Use the following guidelines to implement functions:

• It's illegal to "mix and match" the two implementation forms. That is, you can't include both an expression and a source ID.

• Specifying a return type for an expression-based implementation is allowed, but not required. If a return type is specified, the return type of the expression must exactly match it (no implicit casting allowed). If a return type isn't specified, the return type is inferred from the expression. Any extension-based implementation must state a return type in the NatVis file.

• Non-recursive calls to other intrinsic functions are allowed. Recursion isn't allowed.

• If the function has side effects, you must specify SideEffect="true" in the declaration. It's illegal for an expression-based implementation to have side effects in the expression without declaring the function to have side effects. Invoking an extension-based implementation to have side effects without declaring the function as having side effects is undefined behavior, and should be avoided.

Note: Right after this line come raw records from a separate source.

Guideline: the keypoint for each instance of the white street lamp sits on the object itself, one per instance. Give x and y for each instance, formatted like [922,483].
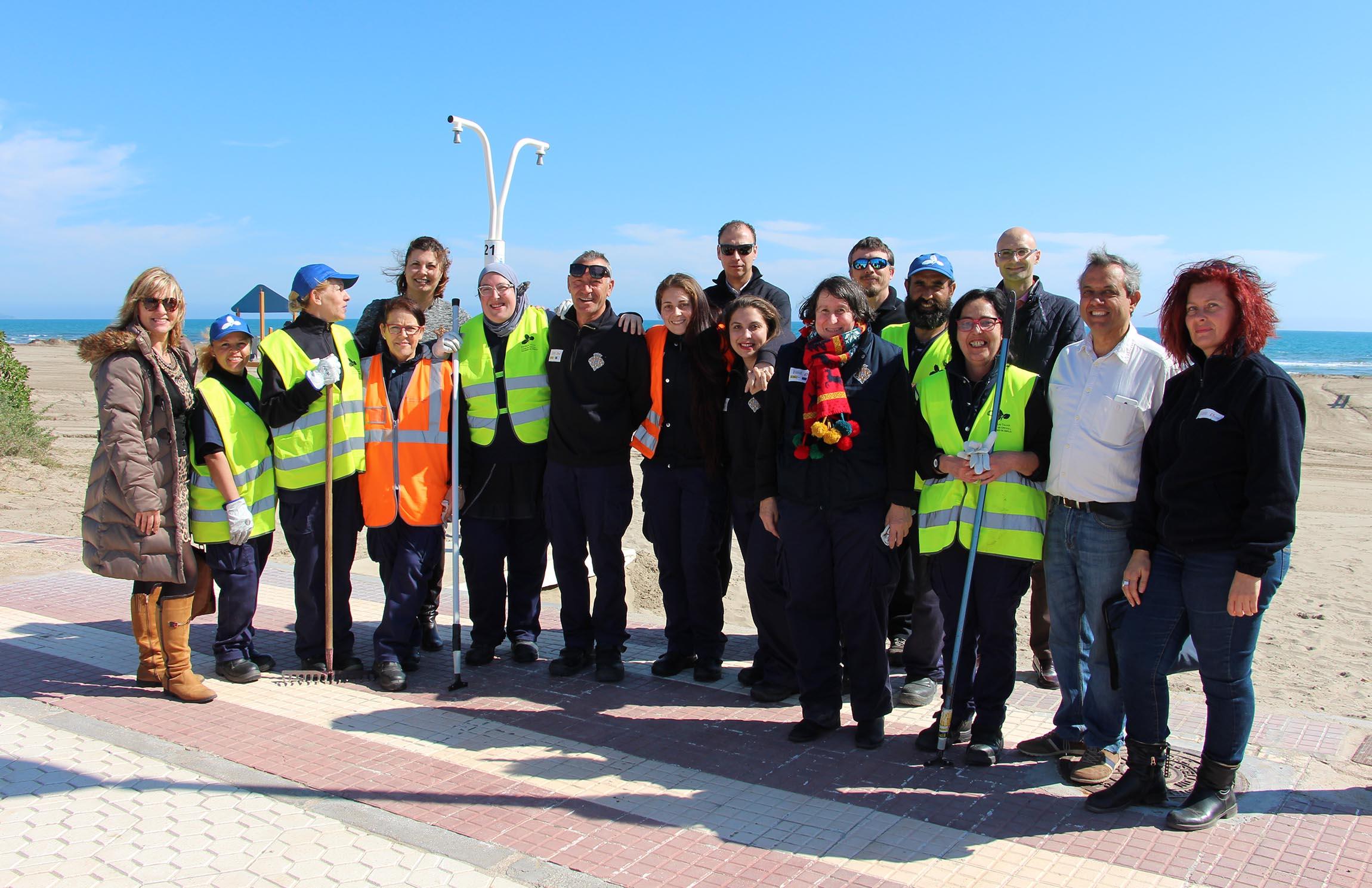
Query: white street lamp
[495,243]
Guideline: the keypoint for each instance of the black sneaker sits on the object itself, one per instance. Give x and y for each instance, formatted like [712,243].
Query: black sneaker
[479,655]
[570,662]
[928,739]
[673,663]
[264,662]
[608,665]
[985,750]
[239,672]
[389,676]
[708,672]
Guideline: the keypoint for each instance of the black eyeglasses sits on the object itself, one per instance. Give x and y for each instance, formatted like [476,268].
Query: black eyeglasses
[581,268]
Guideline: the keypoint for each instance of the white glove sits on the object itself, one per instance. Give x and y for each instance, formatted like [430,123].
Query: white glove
[979,453]
[240,522]
[327,371]
[446,346]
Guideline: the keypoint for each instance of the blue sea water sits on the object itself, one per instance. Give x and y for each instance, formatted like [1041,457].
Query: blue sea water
[1337,353]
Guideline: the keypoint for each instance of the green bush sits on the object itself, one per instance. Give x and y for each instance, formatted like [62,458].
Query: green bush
[21,435]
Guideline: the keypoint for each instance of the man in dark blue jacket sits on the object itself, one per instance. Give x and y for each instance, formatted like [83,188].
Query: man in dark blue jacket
[1045,326]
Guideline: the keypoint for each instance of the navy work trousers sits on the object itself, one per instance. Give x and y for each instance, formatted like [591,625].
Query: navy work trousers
[408,556]
[487,548]
[302,521]
[775,657]
[591,507]
[684,509]
[838,577]
[236,570]
[924,648]
[985,672]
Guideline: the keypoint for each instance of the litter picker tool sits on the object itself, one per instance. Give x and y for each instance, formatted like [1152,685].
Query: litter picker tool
[951,670]
[458,533]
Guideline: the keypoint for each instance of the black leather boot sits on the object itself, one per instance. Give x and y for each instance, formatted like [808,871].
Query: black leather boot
[1210,800]
[1142,784]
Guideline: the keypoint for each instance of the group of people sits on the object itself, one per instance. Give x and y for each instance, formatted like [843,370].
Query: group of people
[1145,494]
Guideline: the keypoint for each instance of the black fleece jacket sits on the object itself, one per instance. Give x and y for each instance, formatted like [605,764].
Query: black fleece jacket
[1222,462]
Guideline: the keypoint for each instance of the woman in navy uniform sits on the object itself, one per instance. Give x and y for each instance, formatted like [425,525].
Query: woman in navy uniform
[836,482]
[749,323]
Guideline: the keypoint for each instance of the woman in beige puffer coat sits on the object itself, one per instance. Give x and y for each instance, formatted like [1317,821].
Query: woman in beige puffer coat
[136,519]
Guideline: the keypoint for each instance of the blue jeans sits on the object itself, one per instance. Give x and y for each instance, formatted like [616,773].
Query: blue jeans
[1084,555]
[1191,595]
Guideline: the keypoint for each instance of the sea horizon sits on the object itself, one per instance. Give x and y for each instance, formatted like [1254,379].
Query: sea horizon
[1331,353]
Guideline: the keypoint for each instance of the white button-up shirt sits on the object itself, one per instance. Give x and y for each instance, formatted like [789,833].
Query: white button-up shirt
[1101,409]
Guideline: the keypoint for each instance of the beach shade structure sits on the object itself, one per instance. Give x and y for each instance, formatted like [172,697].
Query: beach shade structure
[264,301]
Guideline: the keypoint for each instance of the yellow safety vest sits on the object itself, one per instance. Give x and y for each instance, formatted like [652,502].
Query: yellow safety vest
[934,360]
[1016,509]
[298,448]
[523,380]
[249,451]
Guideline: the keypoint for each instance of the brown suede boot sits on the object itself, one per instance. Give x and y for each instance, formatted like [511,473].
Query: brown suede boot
[179,681]
[144,620]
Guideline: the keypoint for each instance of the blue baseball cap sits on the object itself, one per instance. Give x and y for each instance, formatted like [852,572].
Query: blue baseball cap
[500,268]
[932,262]
[228,324]
[312,276]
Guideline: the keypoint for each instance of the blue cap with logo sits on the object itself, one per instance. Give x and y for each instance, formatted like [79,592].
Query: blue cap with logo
[932,262]
[228,324]
[312,276]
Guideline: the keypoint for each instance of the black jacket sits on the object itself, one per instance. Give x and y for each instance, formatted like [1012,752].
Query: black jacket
[721,294]
[600,389]
[892,311]
[1222,463]
[880,465]
[743,426]
[1045,326]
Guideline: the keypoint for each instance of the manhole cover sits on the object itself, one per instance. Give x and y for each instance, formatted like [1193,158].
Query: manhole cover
[1181,773]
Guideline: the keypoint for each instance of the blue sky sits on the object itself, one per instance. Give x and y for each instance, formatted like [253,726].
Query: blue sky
[232,143]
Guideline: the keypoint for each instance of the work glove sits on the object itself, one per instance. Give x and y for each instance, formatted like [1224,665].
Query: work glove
[446,346]
[327,371]
[979,453]
[240,521]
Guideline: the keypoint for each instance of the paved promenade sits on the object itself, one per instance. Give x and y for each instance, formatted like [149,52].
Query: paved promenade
[522,779]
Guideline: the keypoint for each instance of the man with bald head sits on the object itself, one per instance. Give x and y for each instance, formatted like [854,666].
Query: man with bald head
[1045,326]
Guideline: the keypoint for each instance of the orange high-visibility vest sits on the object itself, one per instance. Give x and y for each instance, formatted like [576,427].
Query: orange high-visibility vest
[408,470]
[645,440]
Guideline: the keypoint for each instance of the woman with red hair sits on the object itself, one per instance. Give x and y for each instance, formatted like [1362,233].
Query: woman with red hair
[1212,531]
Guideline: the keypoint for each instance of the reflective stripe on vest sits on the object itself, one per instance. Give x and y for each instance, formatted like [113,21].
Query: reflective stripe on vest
[408,467]
[524,380]
[645,437]
[298,448]
[1016,509]
[249,454]
[934,360]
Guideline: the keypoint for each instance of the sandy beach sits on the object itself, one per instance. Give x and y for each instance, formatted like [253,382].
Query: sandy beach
[1315,652]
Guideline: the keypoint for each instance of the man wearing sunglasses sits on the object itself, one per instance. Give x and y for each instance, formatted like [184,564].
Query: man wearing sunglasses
[598,382]
[872,265]
[1045,326]
[737,252]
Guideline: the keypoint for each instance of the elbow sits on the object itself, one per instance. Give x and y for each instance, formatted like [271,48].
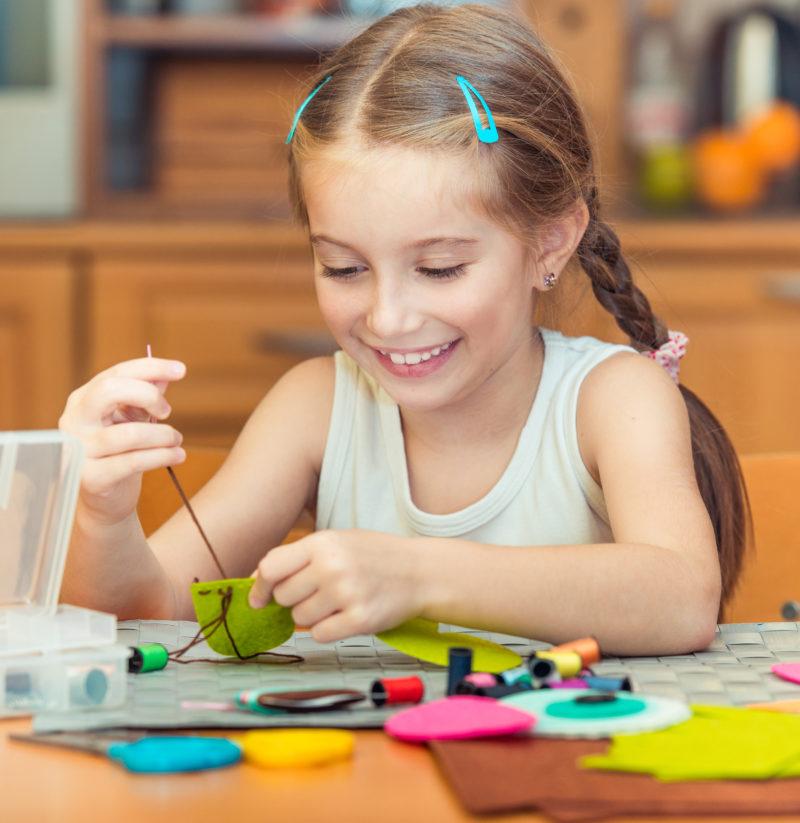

• Varargs intrinsic functions are allowed. To declare a varargs function, specify Varargs="true" in the declaration. While it's legal for an expression-based implementation to declare a vararg function, currently, only extension-based implementations have a way to access the variable arguments. With an extension-based implementation, the Execute() function receives all the arguments that are actually passed in, not just the declared arguments.

• Intrinsic functions consuming a class/struct/union type as an argument type aren't supported. Returning a class/struct/union type is OK. (A pointer or reference to a class/struct/union type is OK as an argument type).

Customize the icon for calls to intrinsic functions.

By default, when you call an intrinsic function, the expression is given the pink diamond icon in the Watch window associated with function calls. You can override this behavior by specifying the Category attribute using one of the following values:

• Method. Use the pink diamond icon, typically used with method calls (default).
• Property. Use the black wrench icon, typically used with properties.
• Data. Use the blue diamond icon, typically used with data.

By combining intrinsic functions with the <Item> element, it's possible to author a NatVis file where item expressions have the wrench property icon:

<Type Name="MyClass">
  <Intrinsic Name="GetValue" ReturnType="int" Expression="m_value" Category="Property" />
  <Expand>
    <Item Name="Value">this-&gt;GetValue()</Item>
  </Expand>
</Type>

Note

Placing the icon choice on the function level, rather than the <Item> level, avoids issues where the icon customization is lost when the full name is evaluated. Because the full name includes a call to the function, it has the same icon customization as the <Item> itself.